ARL. Co ti me dis cugnà, ti me consoli, ma gh’ho paura...
TRAST. Niente, te l’ho promesso; mia sorella sarà tua moglie. Vieni con me, che ti ho da parlare.
ARL. Caro cugnà, no posso vegnir.
TRAST. Perché non puoi tu venire?
ARL. Perché aspetto Fiammetta to sorella, che l’è fora de cà, e me preme de vederla e ghe vôi parlar.
TRAST. Le parlerai un’altra volta, andiamo.
ARL. M’è vegnù in mente una cossa; se no ghe la digo subito, me la scordo.
TRAST. Cos’è questa gran cosa?
ARL. L’è che vôi dirghe quando la se destriga de torme per marì.
TRAST. Eh, glielo dirai un’altra volta.
ARL. Bisogna che ghel diga adesso.
ARL. Perché me sento inasinido per el matrimonio.

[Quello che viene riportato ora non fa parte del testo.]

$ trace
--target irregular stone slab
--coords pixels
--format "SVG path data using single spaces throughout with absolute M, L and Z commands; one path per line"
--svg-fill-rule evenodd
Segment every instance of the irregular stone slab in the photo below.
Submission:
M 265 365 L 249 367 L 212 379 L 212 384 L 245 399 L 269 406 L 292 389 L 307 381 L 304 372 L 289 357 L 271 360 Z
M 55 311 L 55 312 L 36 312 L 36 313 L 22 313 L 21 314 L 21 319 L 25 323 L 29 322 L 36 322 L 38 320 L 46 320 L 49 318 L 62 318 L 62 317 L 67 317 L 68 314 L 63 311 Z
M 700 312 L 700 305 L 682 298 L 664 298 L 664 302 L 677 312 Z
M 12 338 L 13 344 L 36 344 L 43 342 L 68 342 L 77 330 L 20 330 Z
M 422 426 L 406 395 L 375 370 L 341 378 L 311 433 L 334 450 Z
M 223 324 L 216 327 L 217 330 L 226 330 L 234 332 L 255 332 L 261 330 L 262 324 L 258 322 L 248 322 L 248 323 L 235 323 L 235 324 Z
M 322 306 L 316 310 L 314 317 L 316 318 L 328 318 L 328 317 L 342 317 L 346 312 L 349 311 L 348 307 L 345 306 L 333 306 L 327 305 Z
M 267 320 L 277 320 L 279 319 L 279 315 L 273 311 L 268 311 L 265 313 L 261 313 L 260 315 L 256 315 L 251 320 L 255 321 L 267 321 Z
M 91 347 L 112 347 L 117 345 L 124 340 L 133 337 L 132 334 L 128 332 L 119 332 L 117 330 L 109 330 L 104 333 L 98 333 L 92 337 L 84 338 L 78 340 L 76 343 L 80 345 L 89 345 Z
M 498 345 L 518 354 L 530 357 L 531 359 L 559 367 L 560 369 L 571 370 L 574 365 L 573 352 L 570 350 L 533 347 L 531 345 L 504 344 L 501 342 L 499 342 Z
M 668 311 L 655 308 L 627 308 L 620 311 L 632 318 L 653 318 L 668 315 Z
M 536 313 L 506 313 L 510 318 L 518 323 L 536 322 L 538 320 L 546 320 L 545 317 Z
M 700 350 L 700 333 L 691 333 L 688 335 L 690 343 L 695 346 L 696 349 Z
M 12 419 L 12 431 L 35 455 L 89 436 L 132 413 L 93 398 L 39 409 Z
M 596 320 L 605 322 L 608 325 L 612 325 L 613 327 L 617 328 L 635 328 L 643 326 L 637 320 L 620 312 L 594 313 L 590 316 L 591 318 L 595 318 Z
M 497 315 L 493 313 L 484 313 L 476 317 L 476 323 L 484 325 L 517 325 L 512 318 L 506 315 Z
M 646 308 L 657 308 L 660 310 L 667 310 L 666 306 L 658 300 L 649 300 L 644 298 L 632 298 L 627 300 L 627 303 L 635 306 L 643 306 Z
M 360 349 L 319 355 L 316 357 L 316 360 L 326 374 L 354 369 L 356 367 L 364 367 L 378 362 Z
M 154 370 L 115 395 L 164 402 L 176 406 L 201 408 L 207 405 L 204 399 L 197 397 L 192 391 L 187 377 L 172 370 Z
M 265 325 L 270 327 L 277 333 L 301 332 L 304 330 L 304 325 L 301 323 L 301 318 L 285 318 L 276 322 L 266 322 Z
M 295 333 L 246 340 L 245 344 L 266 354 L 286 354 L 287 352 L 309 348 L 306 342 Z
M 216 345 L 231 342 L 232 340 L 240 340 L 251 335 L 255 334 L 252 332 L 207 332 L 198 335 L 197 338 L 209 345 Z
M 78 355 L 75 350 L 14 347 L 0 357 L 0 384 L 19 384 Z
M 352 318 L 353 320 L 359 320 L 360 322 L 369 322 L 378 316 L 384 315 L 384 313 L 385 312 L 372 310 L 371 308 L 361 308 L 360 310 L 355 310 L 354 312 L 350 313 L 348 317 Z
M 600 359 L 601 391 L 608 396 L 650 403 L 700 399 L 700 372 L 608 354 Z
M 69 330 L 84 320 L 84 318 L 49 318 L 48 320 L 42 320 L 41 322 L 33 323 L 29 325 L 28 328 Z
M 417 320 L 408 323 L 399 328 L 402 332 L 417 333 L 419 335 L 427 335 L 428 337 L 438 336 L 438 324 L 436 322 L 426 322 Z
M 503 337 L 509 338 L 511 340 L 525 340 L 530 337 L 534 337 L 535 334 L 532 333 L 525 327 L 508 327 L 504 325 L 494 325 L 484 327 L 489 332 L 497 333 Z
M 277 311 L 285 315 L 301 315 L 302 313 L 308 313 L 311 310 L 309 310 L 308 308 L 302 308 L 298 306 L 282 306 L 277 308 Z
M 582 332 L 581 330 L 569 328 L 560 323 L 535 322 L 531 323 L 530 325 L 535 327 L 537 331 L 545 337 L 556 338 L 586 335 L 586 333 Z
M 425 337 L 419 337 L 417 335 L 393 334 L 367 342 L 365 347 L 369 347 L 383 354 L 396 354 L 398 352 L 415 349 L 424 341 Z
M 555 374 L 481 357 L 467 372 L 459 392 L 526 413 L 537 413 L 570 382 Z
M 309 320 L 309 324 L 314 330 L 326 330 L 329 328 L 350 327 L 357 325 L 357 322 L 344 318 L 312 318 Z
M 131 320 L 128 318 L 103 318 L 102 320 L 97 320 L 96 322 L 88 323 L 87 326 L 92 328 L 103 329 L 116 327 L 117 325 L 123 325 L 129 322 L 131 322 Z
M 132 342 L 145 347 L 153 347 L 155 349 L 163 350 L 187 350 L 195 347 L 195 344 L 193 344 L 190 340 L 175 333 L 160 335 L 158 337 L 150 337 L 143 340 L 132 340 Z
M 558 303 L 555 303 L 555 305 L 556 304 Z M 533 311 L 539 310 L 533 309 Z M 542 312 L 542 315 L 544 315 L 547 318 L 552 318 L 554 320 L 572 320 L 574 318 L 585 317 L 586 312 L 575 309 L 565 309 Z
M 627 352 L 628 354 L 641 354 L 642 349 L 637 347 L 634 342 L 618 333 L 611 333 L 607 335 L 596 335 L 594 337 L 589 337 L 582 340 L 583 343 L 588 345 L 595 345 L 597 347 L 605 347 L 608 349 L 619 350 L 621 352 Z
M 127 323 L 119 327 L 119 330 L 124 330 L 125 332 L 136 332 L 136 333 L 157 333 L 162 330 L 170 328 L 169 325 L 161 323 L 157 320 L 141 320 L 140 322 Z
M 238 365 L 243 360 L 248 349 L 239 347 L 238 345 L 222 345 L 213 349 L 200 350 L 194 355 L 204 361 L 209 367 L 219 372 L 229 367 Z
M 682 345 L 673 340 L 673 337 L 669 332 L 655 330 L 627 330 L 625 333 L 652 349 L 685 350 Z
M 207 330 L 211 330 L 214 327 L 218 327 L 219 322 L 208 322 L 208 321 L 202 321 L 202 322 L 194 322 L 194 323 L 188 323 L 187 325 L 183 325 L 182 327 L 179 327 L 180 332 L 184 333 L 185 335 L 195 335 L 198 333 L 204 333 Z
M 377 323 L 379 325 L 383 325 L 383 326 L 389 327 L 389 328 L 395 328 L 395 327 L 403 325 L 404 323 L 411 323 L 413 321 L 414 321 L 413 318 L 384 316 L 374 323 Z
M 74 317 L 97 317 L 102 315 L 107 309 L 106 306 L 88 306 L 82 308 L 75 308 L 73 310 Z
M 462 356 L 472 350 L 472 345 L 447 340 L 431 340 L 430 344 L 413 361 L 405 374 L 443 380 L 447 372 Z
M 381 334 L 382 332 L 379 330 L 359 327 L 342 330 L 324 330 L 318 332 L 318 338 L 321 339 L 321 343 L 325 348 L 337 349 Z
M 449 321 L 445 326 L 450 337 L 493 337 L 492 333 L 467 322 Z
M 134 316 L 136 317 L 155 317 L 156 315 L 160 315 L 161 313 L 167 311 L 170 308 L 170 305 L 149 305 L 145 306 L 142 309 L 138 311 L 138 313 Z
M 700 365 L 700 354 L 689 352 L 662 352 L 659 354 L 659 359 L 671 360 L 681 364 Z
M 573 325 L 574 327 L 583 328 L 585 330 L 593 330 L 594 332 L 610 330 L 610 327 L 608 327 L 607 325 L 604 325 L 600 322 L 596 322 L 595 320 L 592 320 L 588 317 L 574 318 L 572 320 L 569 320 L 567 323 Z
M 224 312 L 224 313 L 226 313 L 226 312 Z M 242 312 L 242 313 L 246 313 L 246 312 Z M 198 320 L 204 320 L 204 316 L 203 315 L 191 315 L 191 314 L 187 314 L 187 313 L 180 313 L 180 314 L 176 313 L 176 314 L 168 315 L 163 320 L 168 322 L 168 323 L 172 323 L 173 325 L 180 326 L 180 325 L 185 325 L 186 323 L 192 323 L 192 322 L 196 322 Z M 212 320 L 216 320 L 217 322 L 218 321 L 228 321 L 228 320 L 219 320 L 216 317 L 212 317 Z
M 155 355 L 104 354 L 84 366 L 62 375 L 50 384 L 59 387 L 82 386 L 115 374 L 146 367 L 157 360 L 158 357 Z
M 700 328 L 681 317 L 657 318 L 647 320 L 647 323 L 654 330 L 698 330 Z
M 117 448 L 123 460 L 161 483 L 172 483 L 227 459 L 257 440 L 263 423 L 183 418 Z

TRAST. Via, andiamo, le parlerò io.
TRAST. Vieni, che ti ho da parlare.
ARL. Làsseme concluder con to sorella, e po ti me parlerà.
TRAST. Ti prometto che in questo giorno mia sorella sarà tua moglie.
ARL. Varda come che ti te impegni!
ARL. Varda che ti ghe penserà ti.
TRAST. Son galantuomo: quando prometto, non manco. Ma ancora tu hai da fare una cosa per me.
ARL. Marideme e farò tutto quel che ti vol.
TRAST. Andiamo; qua in pubblico non ti voglio parlare.
ARL. Son con ti, ma... Arrecordete... Non posso più.